Bob Bennett, Orrin Hatch and Rob Bishop (all three who are teaming up to save the Constellation and Ares programs according the space news site Galaxy Wire) and military commentators like the US Air Force Times ( which warns that "The Air Force and National Reconnaissance Office could face major increases in the cost of launching satellites") are obviously concerned over the emerging commercial space landscape.
But the changes outlined by the Obama administration's recent embrace of both commercial and cooperative international space activities are slowly gaining steam, even in Canada.
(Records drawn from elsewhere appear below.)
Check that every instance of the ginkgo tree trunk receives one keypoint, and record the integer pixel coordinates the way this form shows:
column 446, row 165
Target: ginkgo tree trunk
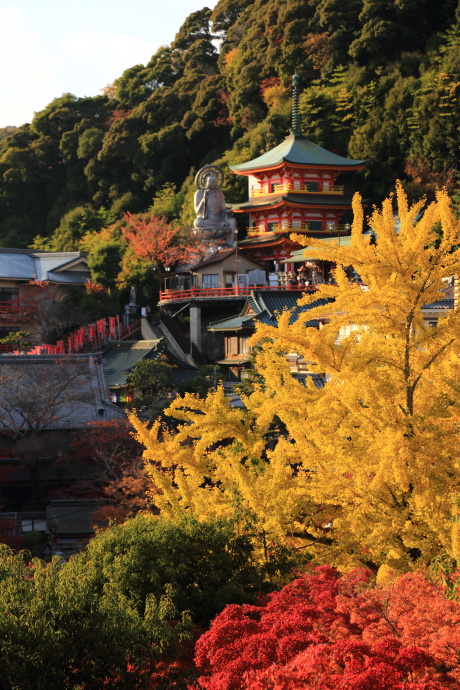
column 365, row 470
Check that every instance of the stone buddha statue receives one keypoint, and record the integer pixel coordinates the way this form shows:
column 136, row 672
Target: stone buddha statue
column 213, row 219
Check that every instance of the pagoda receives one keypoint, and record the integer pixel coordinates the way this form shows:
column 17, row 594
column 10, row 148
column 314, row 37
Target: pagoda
column 292, row 188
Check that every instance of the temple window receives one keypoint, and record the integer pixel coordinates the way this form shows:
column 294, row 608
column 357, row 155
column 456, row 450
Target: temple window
column 210, row 280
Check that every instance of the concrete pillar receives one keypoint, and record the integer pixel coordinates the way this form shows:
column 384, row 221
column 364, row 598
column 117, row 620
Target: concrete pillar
column 195, row 326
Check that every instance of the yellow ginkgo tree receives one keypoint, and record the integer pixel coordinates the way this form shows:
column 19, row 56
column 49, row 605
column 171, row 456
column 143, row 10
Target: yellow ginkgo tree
column 366, row 469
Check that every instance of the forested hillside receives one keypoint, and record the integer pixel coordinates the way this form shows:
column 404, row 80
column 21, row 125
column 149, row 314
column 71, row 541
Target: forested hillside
column 380, row 80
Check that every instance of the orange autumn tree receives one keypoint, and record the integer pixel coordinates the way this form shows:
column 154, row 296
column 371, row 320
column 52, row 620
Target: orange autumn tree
column 365, row 470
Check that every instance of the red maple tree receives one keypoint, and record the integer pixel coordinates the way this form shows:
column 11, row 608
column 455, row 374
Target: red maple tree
column 329, row 632
column 153, row 238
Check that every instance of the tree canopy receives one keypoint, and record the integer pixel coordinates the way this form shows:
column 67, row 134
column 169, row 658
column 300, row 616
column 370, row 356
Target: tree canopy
column 380, row 82
column 364, row 470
For example:
- Commercial rocket company SpaceX successfully completed the latest test firing of the Falcon 9 launch vehicle on March 13th according to this article on the Commercial Space Watch website. The company's goal is commercial crew transport to the International Space Station (ISS).
- David Lenard, a technology and science correspondent for MS-NBC writes about how "Suborbital Spaceships Spark Scientific Frenzy." He states that "Anticipation is on the rise for a new crop of commercial suborbital spaceships that can serve the scientific and educational market" Funding for these craft (expected to compete with Virgin Galactic Space Ship II) is expected to come from the $75 million allocated to the NASA Commercial Reusable Suborbital Research (CRuSR) program in the FY2011 budget.
- Radio Sweden International, under the title "Four Swedes Waiting to Travel to Space" discussed Ann Klefbom from Umeå who has reserved her ticket on Space Ship II and hopes to become the first Swedish woman in space. According to the article, she still needs to raise approximately $200,000USD to pay for her ticket.
- According to the article "Space Agency Heads Discuss Extending Space Station Lifespan to 2028" on the SpaceRef.ca website "the leaders of the space agencies from Canada, Europe, Japan, Russia and the United States" are meeting to discuss extending the life of the International Space Station (ISS) until 2028. This seems to indicate that the US is no longer the primary driver behind the ISS, especially given that the March 11th press release promoting the event specifically stated that "the ISS will also allow the partnership to experiment with more integrated international operations and research, paving the way for enhanced collaboration on future international missions."
In Canada, even the Aerospace Industries Association of Canada (AIAC) is acting supportive of private space industry by revising their March 4th, 2010 press release (which praised additional funding for the Canadian Space Agency to complete the Radarsat Constellation mission) with this March 11th press release titled "The Canadian Aerospace Industry praises the federal government for recognizing Space as a strategic capability for Canada." The latest press release says pretty much the same thing as the earlier one but drops statements included in the March 4th document on defense cuts impacting "the procurement and sustainment of aircraft" and AIAC disappointment "that no mention of Canada’s aerospace industry – a clear leader in innovation – was made in the federal budget."
It's likely that the second statement was dropped because the "space" part of aerospace was indeed mentioned in the federal government documents, even though the "aero" part wasn't.
Lastly, the Canadian Space Commerce Association Annual conference and general meeting is Tuesday, March 16th at the MaRS Development District. The theme of the conference is "The Growing Canadian Commercial Space Sector" which likely isn't directly related to aircraft either although we promise to mention them, once or twice.